Simões - Eu estou com 67 anos. Tenho outros objetivos. Não é nem por saúde, porque eu ainda estou bem, eu faço esporte. Mas começamos a ter outros valores. Podemos contribuir com a experiência de outras maneiras. Eu tenho netos, quero curtir os netos. E assim a gente vai. A gente tem que saber que há passagens na vida. 
JC - Como avalias o atual cenário das mudanças climáticas?
Simões - Hoje, a comunidade científica sabe muito bem os cenários de mudança do clima. Sabemos que, infelizmente, vamos atingir dois graus na média global, mas esse não é o problema principal. O principal é que estamos afetando toda a circulação atmosférica e oceânica, e pode ser que tenha processos que ainda nem sabemos, inclusive os últimos dois, três anos estão mais aquecidos do que os modelos estavam prevendo. Temos a questão do nível do mar que está aumentando e vai afetar evidentemente a nossa costa. E, voltando para o Rio Grande do Sul, isso afeta a nossa planície costeira, que é muito baixa. E estamos vendo uma desestabilização do ecossistema planetário, e isso pode ter uma série de consequências socioeconômicas, inclusive levar a uma crise civilizatória. Temos que parar o negacionismo, tanto por interesses econômicos quanto ideológicos, que tentam ignorar essas informações. Se não segurarmos dois e meio, três ou quatro graus não tem volta. Nós jogamos o planeta em outro estado de equilíbrio. E as consequências disso ainda nem sabemos
JC - E diante desse cenário, qual deve ser o papel da humanidade? O que precisa ser feito para frear esse avanço das mudanças climáticas? 
Simões - Todo mundo sabe que cedo ou tarde vamos ter que mudar o nosso padrão de consumo. Não existe um planeta infinito com recursos infinitos. Já estamos vendo algumas crises no mundo. Crises na economia, crises ambientais… todo mundo diz, mas ninguém faz. Tem que ter uma economia mais sustentável, mais cíclica, menos consumo de combustíveis fósseis, mais transportes não individuais. Um indivíduo sempre pode contribuir, principalmente com a educação das próximas gerações. Mas o que vai mudar são atitudes políticas e grupos de pressão atuando sobre governantes. 

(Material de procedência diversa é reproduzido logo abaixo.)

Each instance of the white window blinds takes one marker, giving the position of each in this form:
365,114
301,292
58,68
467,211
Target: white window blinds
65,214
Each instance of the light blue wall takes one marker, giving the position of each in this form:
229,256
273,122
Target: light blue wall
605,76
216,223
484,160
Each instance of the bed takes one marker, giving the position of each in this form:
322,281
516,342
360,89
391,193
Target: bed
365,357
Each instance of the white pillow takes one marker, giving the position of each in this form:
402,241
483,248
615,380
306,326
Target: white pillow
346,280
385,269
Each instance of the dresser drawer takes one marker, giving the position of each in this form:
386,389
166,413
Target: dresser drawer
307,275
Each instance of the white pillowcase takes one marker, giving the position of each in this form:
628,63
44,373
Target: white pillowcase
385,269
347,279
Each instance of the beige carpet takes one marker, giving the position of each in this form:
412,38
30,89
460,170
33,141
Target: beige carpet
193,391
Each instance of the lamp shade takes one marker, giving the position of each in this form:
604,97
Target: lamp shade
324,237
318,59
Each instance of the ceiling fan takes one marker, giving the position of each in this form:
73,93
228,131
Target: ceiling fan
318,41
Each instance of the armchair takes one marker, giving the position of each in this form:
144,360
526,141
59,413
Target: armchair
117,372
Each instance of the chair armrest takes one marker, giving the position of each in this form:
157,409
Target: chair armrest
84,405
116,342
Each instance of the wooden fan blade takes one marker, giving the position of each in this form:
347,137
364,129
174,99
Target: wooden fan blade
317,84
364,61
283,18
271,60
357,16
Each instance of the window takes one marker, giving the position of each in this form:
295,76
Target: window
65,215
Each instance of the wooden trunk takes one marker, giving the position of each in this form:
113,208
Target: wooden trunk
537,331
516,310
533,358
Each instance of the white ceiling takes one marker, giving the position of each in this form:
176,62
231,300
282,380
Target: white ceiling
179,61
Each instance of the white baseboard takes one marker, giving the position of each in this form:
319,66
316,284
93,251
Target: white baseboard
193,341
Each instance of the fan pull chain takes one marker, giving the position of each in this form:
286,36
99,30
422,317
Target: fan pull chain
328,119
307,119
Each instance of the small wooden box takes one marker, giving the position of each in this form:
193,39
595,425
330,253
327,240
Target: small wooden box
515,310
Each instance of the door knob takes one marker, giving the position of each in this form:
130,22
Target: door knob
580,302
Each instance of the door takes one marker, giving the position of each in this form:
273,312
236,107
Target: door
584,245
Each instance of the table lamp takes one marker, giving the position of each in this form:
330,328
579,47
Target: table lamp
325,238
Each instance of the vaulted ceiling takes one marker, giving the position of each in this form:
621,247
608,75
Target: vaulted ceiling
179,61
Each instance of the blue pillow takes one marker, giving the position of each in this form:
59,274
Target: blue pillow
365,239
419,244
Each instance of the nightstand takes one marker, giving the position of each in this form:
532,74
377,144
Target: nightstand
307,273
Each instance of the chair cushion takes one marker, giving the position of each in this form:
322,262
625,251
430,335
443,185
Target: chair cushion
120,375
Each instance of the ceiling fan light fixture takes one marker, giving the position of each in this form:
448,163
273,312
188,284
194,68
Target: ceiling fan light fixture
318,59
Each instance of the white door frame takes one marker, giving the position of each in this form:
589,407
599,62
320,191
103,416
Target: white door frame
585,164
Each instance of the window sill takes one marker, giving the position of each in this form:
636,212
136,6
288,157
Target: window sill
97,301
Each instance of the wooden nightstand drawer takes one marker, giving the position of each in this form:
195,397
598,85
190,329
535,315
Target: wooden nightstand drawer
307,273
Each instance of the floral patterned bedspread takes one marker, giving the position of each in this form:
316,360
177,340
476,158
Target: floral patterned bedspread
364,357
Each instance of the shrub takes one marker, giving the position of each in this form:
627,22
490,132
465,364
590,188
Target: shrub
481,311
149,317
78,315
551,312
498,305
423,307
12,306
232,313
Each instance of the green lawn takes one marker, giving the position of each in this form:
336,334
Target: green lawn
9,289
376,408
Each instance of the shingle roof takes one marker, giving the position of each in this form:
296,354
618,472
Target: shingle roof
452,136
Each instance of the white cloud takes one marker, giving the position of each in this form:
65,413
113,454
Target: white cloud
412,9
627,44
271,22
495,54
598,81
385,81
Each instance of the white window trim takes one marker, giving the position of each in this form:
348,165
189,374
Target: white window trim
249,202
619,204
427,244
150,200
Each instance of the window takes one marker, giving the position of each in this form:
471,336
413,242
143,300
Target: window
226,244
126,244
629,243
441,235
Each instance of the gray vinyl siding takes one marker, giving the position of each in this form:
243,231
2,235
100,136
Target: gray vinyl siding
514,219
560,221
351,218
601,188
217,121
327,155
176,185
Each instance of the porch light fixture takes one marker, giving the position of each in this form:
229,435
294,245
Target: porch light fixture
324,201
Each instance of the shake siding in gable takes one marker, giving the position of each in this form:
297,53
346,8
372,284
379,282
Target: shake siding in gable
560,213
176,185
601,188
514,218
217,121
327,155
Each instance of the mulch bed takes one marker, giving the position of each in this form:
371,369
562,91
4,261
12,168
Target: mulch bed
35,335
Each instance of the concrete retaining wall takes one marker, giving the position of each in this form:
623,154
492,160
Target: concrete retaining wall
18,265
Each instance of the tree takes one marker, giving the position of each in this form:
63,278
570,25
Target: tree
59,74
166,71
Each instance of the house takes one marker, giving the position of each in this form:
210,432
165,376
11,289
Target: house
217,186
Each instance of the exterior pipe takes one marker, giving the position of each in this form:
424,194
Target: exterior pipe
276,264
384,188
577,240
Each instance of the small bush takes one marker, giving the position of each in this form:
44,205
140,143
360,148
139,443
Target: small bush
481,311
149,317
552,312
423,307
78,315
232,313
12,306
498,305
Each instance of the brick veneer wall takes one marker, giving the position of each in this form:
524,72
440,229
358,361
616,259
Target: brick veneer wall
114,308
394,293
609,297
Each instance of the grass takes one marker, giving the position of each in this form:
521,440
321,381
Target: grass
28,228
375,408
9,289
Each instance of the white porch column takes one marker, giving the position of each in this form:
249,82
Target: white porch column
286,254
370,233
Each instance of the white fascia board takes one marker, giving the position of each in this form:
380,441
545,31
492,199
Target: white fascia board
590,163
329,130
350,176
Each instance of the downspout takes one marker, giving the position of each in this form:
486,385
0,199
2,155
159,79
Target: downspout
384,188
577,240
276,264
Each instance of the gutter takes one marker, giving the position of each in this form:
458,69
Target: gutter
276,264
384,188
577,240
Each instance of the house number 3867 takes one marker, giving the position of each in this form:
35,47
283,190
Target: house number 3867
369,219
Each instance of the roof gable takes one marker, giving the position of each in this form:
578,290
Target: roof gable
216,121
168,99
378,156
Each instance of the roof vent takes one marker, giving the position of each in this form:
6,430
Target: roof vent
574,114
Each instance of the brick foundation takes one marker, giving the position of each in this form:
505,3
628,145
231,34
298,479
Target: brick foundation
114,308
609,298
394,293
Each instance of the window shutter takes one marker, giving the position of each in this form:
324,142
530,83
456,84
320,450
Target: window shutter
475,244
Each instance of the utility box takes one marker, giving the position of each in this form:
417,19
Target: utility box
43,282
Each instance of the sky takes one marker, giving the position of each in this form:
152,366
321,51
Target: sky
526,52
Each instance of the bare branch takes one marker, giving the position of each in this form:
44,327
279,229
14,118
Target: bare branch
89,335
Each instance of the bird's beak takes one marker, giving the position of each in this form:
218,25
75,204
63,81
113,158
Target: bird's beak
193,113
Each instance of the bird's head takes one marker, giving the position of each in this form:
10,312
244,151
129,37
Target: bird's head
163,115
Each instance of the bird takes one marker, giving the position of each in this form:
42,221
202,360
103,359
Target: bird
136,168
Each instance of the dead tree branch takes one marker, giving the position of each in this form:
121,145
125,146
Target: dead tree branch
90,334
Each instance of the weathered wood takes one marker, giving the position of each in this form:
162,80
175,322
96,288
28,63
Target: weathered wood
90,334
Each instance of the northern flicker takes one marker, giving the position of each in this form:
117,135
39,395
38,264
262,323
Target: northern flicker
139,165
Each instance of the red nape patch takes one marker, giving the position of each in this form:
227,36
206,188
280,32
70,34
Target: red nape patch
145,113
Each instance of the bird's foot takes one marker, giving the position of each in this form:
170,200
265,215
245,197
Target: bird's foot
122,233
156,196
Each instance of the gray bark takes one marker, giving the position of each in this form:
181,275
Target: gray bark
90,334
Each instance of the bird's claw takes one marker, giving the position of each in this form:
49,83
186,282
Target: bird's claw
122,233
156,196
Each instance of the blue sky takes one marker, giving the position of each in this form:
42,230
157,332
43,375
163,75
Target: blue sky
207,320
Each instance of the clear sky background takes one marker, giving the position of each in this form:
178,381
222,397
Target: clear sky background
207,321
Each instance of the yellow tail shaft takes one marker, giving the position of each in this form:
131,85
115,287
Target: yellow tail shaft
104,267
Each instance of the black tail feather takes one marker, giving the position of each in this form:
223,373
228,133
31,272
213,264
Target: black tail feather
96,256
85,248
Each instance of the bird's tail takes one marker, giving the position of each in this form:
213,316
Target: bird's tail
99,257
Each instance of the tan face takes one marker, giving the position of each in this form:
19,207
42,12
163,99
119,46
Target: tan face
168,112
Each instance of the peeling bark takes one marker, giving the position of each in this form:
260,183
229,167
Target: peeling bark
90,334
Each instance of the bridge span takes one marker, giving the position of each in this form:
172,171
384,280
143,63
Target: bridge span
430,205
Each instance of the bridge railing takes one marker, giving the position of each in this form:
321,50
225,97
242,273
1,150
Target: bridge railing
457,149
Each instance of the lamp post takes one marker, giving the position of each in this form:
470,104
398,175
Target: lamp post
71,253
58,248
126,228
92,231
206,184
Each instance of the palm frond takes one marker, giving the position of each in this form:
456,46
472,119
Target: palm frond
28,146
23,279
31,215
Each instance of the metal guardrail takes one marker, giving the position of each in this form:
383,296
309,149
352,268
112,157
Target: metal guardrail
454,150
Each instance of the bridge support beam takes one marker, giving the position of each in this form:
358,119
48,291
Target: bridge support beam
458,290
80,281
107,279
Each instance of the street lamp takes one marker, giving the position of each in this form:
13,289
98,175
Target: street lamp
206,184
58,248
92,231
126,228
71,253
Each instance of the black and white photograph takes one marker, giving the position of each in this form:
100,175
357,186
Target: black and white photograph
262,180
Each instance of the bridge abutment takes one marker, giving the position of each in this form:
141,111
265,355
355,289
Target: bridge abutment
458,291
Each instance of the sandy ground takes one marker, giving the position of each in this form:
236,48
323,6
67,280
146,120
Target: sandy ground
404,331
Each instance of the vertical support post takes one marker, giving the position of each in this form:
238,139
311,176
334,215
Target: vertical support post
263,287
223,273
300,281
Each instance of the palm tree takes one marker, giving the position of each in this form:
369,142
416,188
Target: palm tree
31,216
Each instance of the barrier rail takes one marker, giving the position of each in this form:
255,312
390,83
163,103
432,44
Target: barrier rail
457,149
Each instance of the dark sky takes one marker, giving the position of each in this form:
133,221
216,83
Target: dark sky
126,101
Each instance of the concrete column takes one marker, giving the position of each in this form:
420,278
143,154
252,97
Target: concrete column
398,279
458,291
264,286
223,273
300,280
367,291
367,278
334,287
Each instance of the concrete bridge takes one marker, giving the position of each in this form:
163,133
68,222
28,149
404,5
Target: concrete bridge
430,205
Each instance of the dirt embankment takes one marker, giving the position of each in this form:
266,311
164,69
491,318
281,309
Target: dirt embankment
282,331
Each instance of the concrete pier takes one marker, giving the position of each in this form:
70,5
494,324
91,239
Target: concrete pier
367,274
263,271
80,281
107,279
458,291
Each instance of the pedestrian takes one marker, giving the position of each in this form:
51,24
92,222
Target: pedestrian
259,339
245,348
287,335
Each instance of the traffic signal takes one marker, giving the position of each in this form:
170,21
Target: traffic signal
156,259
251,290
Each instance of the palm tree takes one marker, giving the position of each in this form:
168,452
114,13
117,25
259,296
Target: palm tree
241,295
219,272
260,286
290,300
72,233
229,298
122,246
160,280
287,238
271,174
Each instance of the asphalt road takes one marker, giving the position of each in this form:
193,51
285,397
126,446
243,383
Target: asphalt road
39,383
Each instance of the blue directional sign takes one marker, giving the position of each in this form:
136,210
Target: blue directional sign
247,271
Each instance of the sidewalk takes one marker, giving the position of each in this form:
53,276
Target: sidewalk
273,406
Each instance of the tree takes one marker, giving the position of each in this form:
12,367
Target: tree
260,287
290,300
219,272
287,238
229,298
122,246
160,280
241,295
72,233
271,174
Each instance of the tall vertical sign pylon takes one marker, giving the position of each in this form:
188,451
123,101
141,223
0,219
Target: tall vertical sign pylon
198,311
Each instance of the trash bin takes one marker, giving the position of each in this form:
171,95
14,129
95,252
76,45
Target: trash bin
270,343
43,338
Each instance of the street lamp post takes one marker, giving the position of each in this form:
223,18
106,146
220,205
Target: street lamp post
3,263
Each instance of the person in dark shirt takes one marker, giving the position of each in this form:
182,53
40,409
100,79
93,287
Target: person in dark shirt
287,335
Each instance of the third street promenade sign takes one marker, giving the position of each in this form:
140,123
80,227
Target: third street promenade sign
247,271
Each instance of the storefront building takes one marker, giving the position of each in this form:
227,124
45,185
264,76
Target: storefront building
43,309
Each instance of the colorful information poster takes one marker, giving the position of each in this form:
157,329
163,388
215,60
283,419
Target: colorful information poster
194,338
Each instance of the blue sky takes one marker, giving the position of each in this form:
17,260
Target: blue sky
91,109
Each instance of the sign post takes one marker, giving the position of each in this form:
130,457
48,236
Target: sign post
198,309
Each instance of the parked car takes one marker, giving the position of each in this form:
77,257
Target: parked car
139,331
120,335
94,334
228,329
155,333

JC - Por fim, neste novembro, acontece a 30ª Conferência das Nações Unidas sobre Mudança do Clima, COP30. Qual a importância desse evento? Quais pautas que não podem ficar de fora nos debates? 
Simões - Olha, a importância já está no número, né? A "COP30". Mas, infelizmente isso também significa que não conseguimos seguir as recomendações e tomar decisões. Temos que ter uma negociação nesses diferentes processos que já ocorrem desde a Rio-92 para tentar cortar a produção dos gases de efeito estufa. Lembrando que o gás de efeito estufa, como a gente está falando, é da intensificação, porque o efeito estufa é um processo natural. Mas estamos intensificando isso. Temos que reduzir primeiro essa produção, senão não sabemos onde é que vai acabar. Mas eu sou muito pessimista, porque ninguém quer pagar a conta.